Working Group Charter and Direction
The OCP Future Technologies Initiative (FTI) has been a great resource to incubate emerging technologies, architectures and directions. In recent years, one such FTI initiative has been the AI HW/SW Co-Design effort focusing on both emerging technology used for AI computational infrastructure and the ecosystem required for efficient resource management, which includes discovery, configuration and the composition of computing resources to meet the service level objectives of AI workloads. In 2023, this team’s collaborative work effort successfully resulted in the publication of an OCP White Paper titled “Polymorphic Architecture for Future AI Applications.” 2024 kicked off with the AI HW/SW Co-Design Working Group following up this groundwork by revisiting the goals of the charter, and refining the polymorphic architecture framework with hierarchical transformability and composability, enabling large scalability and dynamic reconfigurability of heterogeneous computing infrastructure for high performance computation of AI workloads in real-time.
Closing 2024
As a member of the FTI in OCP, the AI HW/SW Co-Design Working Group progressed the architecture definition as outlined in the charter as well as evangelized the underlying principles and ended 2024 with the publication of the Polymorphic Architecture Definition v1.0, demonstrating the breadth of possibilities in discovering, composing, managing, and optimizing resources to meet the demands of the ever-changing AI workloads. At the 2024 OCP Global Summit, the group held an FTI Workshop highlighting the capabilities of AI HW/SW Co-Design, and applicability to the IT Ecosystem from application, to data management, to topology awareness and silicon design. Industry leaders discussed the requirements of co-design at each layer of the infrastructure to meet the ever-changing demands of the AI ecosystem. This was a very insightful and impactful meeting resulting in great ideas and directions.

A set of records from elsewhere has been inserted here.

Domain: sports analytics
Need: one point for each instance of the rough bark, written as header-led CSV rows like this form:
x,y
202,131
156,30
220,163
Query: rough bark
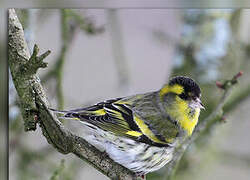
x,y
34,105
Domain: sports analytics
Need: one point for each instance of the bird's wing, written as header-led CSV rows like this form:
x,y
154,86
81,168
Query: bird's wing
x,y
116,116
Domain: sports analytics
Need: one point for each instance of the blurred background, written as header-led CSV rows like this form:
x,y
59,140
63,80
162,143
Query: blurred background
x,y
101,54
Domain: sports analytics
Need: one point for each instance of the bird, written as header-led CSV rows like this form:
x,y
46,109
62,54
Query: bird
x,y
141,131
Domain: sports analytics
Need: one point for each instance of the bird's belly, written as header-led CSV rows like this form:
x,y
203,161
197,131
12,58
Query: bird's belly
x,y
138,157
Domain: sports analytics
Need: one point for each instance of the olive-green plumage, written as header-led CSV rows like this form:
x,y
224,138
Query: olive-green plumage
x,y
141,131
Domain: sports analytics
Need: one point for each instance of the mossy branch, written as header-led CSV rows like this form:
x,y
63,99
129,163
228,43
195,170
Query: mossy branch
x,y
34,106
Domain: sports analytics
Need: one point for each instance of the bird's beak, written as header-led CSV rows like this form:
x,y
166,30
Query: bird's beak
x,y
201,106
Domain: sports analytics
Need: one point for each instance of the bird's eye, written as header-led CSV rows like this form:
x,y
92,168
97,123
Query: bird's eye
x,y
183,96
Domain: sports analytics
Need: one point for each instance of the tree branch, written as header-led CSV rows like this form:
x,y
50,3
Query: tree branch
x,y
34,106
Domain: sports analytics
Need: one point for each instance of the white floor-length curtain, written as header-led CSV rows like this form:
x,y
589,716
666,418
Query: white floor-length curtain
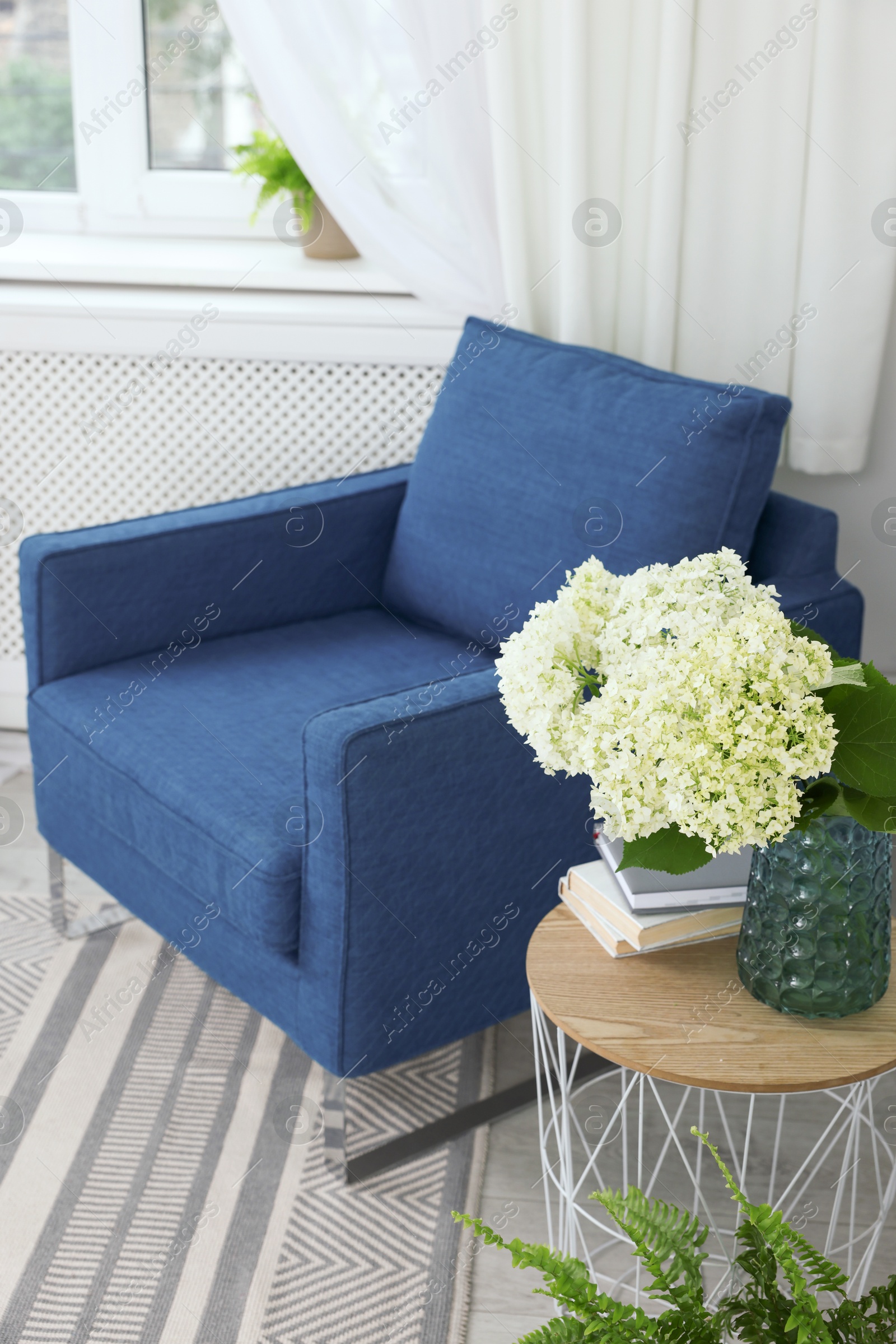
x,y
675,180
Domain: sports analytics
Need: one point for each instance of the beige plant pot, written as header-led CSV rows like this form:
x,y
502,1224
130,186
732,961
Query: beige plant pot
x,y
328,241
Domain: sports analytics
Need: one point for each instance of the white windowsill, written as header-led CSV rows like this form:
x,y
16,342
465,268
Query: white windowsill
x,y
194,263
129,296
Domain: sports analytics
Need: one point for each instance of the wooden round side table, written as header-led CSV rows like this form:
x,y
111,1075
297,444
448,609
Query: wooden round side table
x,y
682,1016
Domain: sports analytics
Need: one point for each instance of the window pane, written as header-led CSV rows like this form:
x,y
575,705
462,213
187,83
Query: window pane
x,y
200,99
36,140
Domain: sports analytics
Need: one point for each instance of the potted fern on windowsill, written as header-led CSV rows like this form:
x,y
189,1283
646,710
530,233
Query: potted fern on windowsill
x,y
777,1304
302,220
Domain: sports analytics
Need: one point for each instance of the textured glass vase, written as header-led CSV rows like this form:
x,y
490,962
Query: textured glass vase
x,y
816,931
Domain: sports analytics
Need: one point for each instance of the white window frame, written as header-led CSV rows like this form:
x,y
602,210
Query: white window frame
x,y
117,190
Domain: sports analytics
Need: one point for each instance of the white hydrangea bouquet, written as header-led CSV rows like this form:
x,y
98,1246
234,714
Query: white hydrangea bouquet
x,y
706,719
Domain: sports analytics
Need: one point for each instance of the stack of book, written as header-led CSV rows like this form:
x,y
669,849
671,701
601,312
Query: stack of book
x,y
640,910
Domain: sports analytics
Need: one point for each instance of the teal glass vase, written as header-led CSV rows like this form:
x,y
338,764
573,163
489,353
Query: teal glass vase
x,y
816,932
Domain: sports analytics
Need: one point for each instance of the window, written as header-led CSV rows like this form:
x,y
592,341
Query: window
x,y
200,97
122,119
36,144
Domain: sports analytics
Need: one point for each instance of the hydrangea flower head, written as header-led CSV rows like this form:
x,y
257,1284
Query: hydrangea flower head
x,y
682,691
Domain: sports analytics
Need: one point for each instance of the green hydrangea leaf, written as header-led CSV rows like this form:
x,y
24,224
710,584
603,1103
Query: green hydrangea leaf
x,y
817,799
866,721
874,813
665,851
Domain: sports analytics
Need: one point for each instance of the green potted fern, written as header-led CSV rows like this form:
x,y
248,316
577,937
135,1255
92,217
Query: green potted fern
x,y
777,1304
305,222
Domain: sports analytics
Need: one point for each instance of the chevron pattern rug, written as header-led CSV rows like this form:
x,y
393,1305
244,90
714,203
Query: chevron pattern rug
x,y
153,1191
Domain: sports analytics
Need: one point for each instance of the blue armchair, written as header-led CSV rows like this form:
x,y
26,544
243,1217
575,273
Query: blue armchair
x,y
284,708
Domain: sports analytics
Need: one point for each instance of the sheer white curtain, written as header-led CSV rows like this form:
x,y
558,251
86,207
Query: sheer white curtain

As the year closed, it was clear that the mission of this working group needed to continue and to focus on specific areas to both develop clear requirements for supporting the needed polymorphic capabilities and deliver on the proof of concepts for demonstrating its full potential.
Launching 2025
With the new year, the AI HW/SW Working Group has been transitioned from an OCP FTI effort to a sub-project under the OCP Server Project. This transition moves the working group from incubating ideas and concepts to a Project, with a mandate to develop and operationalize the Polymorphic Architecture from whitepapers to the proof of concepts. This sub-project will not only demonstrate the ideas identified, but also build and accept requirements for collaboration and integration with other OCP Projects and sub-projects.

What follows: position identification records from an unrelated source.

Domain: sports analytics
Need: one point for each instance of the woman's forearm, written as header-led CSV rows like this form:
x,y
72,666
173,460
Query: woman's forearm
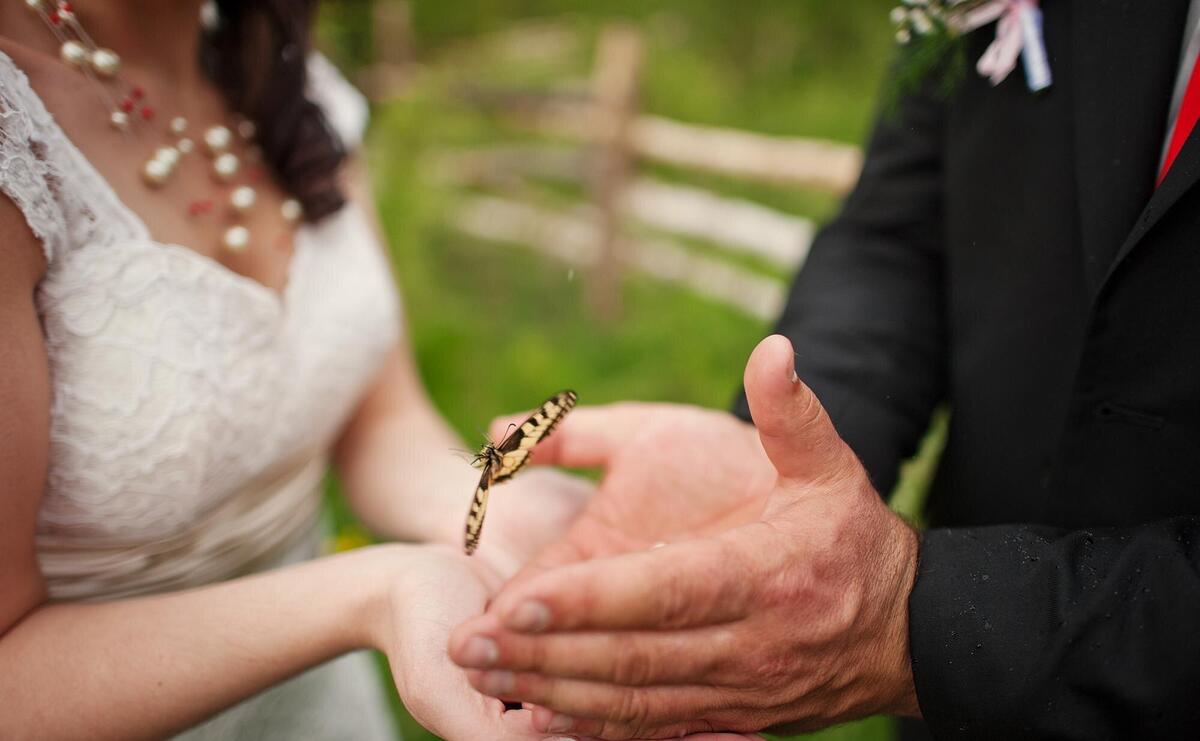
x,y
402,467
144,668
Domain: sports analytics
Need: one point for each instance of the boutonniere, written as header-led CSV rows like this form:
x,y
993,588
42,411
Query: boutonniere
x,y
931,28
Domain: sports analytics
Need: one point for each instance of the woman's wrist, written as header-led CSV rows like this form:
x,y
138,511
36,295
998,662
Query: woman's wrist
x,y
376,576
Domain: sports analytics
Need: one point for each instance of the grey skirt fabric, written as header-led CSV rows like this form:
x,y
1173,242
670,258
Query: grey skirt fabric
x,y
341,700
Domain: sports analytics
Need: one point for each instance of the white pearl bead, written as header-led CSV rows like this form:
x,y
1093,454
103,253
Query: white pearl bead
x,y
167,154
237,239
243,198
156,172
73,53
217,139
106,62
291,210
226,167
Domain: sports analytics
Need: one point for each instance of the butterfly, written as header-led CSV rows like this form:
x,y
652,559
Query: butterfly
x,y
501,461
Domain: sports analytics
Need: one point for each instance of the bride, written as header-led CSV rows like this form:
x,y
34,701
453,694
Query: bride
x,y
196,318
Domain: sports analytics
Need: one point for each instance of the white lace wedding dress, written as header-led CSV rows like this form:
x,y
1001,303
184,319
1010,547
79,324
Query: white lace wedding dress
x,y
192,407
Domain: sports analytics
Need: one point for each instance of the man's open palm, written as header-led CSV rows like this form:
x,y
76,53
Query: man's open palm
x,y
670,473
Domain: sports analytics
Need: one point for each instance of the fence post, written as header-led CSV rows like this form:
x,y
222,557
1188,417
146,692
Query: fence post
x,y
391,35
615,90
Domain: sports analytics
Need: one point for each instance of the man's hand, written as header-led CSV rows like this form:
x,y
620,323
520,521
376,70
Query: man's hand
x,y
671,473
797,619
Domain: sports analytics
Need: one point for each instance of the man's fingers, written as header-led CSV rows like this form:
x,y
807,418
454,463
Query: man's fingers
x,y
621,712
629,658
795,429
693,583
587,437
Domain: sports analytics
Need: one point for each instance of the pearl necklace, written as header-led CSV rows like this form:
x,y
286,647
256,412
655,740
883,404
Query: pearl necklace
x,y
102,66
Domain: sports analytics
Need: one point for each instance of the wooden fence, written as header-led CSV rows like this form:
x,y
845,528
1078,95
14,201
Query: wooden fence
x,y
610,138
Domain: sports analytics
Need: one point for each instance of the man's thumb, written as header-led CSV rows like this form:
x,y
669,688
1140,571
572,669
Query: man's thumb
x,y
795,429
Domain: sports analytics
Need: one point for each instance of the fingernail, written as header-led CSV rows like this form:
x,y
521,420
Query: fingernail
x,y
497,684
529,618
480,652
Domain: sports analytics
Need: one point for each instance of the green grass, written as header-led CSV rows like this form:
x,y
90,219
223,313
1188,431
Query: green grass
x,y
495,327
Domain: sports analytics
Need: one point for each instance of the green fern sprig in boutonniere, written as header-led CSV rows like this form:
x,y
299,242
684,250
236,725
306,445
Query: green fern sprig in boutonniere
x,y
930,32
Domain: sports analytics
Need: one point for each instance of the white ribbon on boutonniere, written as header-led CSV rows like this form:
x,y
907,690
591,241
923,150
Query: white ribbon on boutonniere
x,y
1018,35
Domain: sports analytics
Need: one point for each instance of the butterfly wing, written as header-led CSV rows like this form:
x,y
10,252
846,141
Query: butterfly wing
x,y
510,456
478,510
516,450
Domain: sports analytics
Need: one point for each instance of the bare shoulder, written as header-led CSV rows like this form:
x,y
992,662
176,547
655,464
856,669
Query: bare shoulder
x,y
24,415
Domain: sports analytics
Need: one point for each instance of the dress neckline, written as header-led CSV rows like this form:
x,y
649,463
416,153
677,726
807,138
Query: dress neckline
x,y
279,300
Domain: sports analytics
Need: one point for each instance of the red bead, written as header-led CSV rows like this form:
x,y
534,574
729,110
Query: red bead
x,y
199,206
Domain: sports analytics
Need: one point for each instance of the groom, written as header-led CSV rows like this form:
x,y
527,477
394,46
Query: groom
x,y
1032,261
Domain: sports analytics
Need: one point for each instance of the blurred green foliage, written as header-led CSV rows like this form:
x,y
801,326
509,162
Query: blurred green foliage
x,y
496,327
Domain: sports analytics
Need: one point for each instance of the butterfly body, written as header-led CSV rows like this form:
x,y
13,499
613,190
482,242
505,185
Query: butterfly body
x,y
498,462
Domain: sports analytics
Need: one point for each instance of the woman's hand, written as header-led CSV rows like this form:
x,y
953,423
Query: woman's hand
x,y
525,514
438,589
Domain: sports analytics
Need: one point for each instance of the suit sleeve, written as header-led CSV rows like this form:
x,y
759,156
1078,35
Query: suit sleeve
x,y
865,313
1024,632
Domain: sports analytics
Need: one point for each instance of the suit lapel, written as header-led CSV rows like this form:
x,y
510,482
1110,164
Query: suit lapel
x,y
1123,66
1180,179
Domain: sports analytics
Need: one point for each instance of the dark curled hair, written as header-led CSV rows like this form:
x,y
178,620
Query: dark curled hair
x,y
257,55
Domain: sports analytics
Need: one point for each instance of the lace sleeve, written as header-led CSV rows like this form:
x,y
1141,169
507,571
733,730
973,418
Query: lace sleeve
x,y
345,107
27,173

Polymorphic Architecture Subsystems
Polymorphic Architecture enables hierarchical fractal composability across large-scale computing resources to make them behave like a single logical accelerator. Thus, the resources can be dynamically reconfigured and adapted to the application’s running behavior for highly efficient execution. The capability of the polymorphic system relies on the polymorphisms of its sub-systems supported by technologies in corresponding domains. As shown in Figure 1, these include:
- Polymorphic computing resources with characteristics of heterogeneity, modularity, virtualization, composability and transformability. These should enable various mechanisms of parallelism (such as 3D parallelism) and flexibility common for AI training and even for test-time compute scaling.

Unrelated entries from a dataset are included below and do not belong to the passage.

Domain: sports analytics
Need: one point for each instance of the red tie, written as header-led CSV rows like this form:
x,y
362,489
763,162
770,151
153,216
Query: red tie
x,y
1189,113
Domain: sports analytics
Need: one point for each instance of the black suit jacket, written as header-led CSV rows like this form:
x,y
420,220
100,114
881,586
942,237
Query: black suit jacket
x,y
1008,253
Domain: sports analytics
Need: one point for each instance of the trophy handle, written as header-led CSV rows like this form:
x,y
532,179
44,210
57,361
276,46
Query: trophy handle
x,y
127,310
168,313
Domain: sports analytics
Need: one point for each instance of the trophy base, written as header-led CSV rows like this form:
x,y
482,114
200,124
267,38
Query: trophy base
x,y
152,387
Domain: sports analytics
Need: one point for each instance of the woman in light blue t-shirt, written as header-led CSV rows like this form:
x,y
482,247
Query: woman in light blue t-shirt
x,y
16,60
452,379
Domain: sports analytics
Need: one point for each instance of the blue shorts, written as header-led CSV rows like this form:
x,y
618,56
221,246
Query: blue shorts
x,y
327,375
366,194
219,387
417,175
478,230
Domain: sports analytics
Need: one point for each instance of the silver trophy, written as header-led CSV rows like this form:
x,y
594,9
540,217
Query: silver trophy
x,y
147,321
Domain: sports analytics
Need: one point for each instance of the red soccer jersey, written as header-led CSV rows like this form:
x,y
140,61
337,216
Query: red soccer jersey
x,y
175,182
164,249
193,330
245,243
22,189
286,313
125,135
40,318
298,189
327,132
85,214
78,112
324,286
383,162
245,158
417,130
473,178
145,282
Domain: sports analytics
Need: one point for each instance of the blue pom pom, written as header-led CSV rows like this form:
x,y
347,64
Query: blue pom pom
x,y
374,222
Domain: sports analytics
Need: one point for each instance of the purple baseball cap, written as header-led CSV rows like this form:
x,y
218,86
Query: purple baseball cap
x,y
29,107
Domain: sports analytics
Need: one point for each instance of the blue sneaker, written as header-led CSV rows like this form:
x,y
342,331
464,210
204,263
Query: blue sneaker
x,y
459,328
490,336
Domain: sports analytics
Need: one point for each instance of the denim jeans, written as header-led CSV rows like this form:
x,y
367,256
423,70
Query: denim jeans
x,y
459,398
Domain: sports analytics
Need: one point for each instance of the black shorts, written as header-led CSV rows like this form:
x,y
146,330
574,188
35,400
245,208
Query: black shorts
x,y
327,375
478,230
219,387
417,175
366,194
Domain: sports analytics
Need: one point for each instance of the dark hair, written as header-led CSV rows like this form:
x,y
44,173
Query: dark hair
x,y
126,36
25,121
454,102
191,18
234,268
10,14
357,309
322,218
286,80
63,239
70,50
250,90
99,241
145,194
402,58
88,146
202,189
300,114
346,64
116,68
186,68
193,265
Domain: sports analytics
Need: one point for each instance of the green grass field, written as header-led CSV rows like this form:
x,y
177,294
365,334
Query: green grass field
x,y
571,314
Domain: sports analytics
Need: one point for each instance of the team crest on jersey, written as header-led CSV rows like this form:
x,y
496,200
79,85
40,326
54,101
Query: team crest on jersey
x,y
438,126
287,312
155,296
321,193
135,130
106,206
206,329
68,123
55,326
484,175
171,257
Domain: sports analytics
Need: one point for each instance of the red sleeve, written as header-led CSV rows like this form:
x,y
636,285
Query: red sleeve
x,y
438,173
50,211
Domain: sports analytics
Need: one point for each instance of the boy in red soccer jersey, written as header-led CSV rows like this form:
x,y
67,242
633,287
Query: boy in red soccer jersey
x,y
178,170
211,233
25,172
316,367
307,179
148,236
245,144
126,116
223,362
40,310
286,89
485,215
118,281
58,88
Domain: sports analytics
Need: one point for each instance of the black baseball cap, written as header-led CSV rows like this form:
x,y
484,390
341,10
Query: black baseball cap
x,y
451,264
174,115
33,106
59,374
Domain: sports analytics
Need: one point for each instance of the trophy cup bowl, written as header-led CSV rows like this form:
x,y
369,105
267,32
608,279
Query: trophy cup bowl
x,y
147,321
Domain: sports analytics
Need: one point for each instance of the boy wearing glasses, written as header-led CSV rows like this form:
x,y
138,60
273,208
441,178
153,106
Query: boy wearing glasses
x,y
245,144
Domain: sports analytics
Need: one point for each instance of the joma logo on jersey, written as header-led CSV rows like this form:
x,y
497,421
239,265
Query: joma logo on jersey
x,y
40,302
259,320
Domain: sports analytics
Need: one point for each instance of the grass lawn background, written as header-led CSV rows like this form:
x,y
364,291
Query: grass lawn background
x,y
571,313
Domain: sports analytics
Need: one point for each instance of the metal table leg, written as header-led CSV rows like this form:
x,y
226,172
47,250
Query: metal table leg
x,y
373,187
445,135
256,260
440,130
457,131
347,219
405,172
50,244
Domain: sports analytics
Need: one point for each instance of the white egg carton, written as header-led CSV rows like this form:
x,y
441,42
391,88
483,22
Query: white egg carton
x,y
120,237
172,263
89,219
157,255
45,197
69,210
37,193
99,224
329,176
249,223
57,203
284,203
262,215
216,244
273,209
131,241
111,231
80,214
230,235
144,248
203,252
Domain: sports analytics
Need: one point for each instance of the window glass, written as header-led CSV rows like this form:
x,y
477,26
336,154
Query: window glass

- Polymorphic interconnect with characteristics of reconfigurability, composability and scalability. Furthermore, the interconnect fabric can be co-optimized via topology-aware collective communication and/or in-network computing. The logical topology built on the polymorphic interconnect fabric can be formed via all-to-all switching, multi-pathing, or even relaying via other compute nodes.
- Polymorphic memory hierarchies: composable with capabilities of tiering and/or in-memory computing.
- Software ecosystem and optimizations: application characterization, computation partitioning & mapping, fault tolerance, compiler optimizations, etc.
Figure 1: Possible Sub-System Targets for the Working Group
As AI continues its fast evolution with exponential growth every year, high computation demands can’t be met simply by accelerator architecture innovations alone. Interconnect technologies are playing equal or greater roles in supporting AI development, either by scaling up the computation power (within a chip, a server, or a super node) or by scaling out with thousands of compute nodes.
Scope of Work for the AI Co-design Working Group 2025
To ensure delivery of concrete ideas and demonstrations, the working group is moving to focus on the aspects of the polymorphic interconnect as its first phase. With this, the work scope in 2025 is defined as following:
- The working group will explore the interconnect related technologies as outlined above to prototype the polymorphism of interconnect fabric in AI systems. As such, a simulation platform should be built to demonstrate resource discovery and fabric composition efficiency in the polymorphic design.
- The working group should also be aware of emerging AI fabric technologies from the community which is working to increase the efficiency of the compute-communication domain as well as optimize the ecosystem for failure recovery, observability, spares, locality, and overall cost for the AI applications. Two key touchpoints for this AI Fabric work are Ultra Ethernet Consortium (UEC), connecting systems, and Ultra Accelerator Link (UALink), connecting accelerators. Thus, the working group needs to explore whether to extend the state of the art, both through organic innovation from within this group and incorporating emerging research that allows for optimizing the data management and communication elements of the fabric. For example, work such as Topology Aware Collectives is under investigation, both in the working group as well as across the global community, for increasing the efficiency of the compute communication domain.
- Another area for investigation is how to benchmark the composed compute-communication elements, mapping to targets for performance and efficiency. One possible partner in the investigation of benchmarking is MLCommons.
As the working group shifts to the composition and optimization of the AI fabrics for the polymorphic architecture, there is a request to investigate interconnects at all levels in the design. With this, members of the team have requested to collaborate with the Open Chiplet Economy Sub-project to map the Abundance of Wires for chiplets as an interconnect possibility. Figure 2 depicts one aspect of the design space[1] for the AI ecosystem.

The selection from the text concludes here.